Она держит фотографию в руке так, что я не вижу, что на ней изображено.
– Когда я училась в старших классах школы, – продолжает она, – я ходила на вечеринки. На дикие вечеринки. На одной из них я впервые увидела Мейсона. Он меня тогда не знал, мы сошлись только позже, в университете. – Кэссиди делает паузу и вздыхает, выдавая безрассудную влюбленность школьницы. – Но именно из-за него я пошла учиться в Университет Клемсона.
О боже! Она и правда его преследует. Моя тревога быстро перерастает в чистый неразбавленный страх.
– Я знала, что он в меня влюбится – это был просто вопрос времени. Я была очень… м-м-м… убедительной.
От мысли о ее убедительности мне становится нехорошо.
– Но вернемся к делу. – Она качает головой, словно для того, чтобы вернуться из своих грез. – Я знаю, что происходило на тех вечеринках.
Она пристально смотрит на меня. Этот взгляд говорит о том, что она знает.
У меня внутри все сжимается, а неровные кусочки кошмаров прорезают мой мозг.
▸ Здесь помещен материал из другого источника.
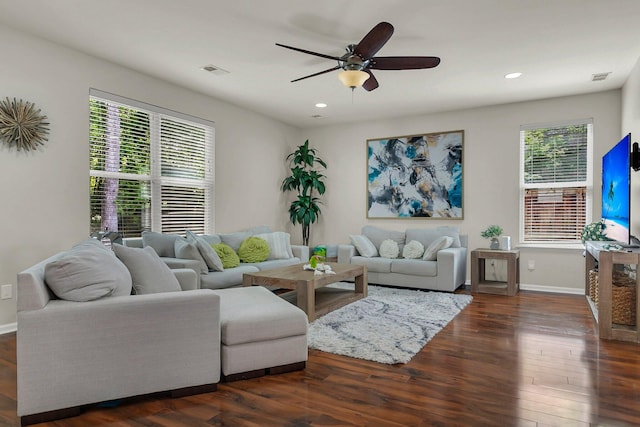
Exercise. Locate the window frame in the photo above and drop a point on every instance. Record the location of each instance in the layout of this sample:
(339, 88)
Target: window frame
(587, 184)
(155, 178)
Мои легкие горят, умоляя пополнить запас воздуха, который из них улетучился. Мое тело, предчувствуя беду, опирается на стену здания.
– Мейсон считает тебя какой-то благонравной принцессой, – закатывает глаза Кэссиди. – Белоснежкой, да? Ну так вот, Принцесса, как ты думаешь, что бы он сказал, если бы узнал, что ты посещала подобные вечеринки? Если бы он узнал, что ты из тех девушек, которых возбуждает, когда их трогают сразу много парней? Если бы я рассказала ему, что тебе нравится сосать чей-то непонятный член, пока другой парень тебя трахает? Думаешь, он стал бы и дальше так к тебе относиться? Или не смог бы даже смотреть на тебя без отвращения?..
Мурашки бегут у меня по спине, когда я пытаюсь удержать кошмары, осколки воспоминаний на расстоянии. Мейсон все знает. Я ему рассказала. Этим она меня не проймет. Но Кэссиди продолжает, наказывая мою решимость, описывая все, что тогда произошло или могло бы произойти, в мельчайших подробностях. Ее словесные описания вызывают у меня волну тошноты. Я чувствую, как кровь отливает у меня от лица. Я боюсь, что сейчас потеряю сознание, поэтому упираюсь руками в колени – и к своему ужасу, извергаю свой обед на тротуар у себя под ногами.
Все еще не в силах выпрямиться, я ощущаю прожигающий взгляд Кэссиди и поднимаю глаза на нее. Должно быть, меня выдает полная безысходность в моих наивных глазах, и я ясно вижу момент, когда Кэссиди все осознает.
Ее лицо искажается от злобы, когда она оценивающе оглядывает меня с ног до головы.
– О боже, – произносит она, изучая меня, ее глаза безжалостны и холодны, как пронизывающий зимний ветер. – Значит, Белоснежка не шлюха. Она жертва.
Если бы содержимое моего желудка еще не лежало позорно передо мной, то сейчас это точно бы произошло. Я неудержимо дрожу всем телом. Но пока я смотрю, как в ее злобных глазах крутятся шестеренки, ужас от того, что она знает мою тайну, меркнет по сравнению с тем, что она произносит дальше.
Она сует мне под нос потрепанную фотографию. Я неуверенно смотрю на нее. На фотографии я. В тот вечер.
– Так что, Принцесса, – говорит она, и злорадство звучит в каждом ее слове: – Мальчики занимались с тобой сексом без твоего согласия? А как ты можешь быть уверена, что он не был одним из них?
Когда я внимательнее приглядываюсь к фотографии, от напряжения мое сердце сжимается, словно в кулак. На заднем плане Мейсон с еще одним пареньком.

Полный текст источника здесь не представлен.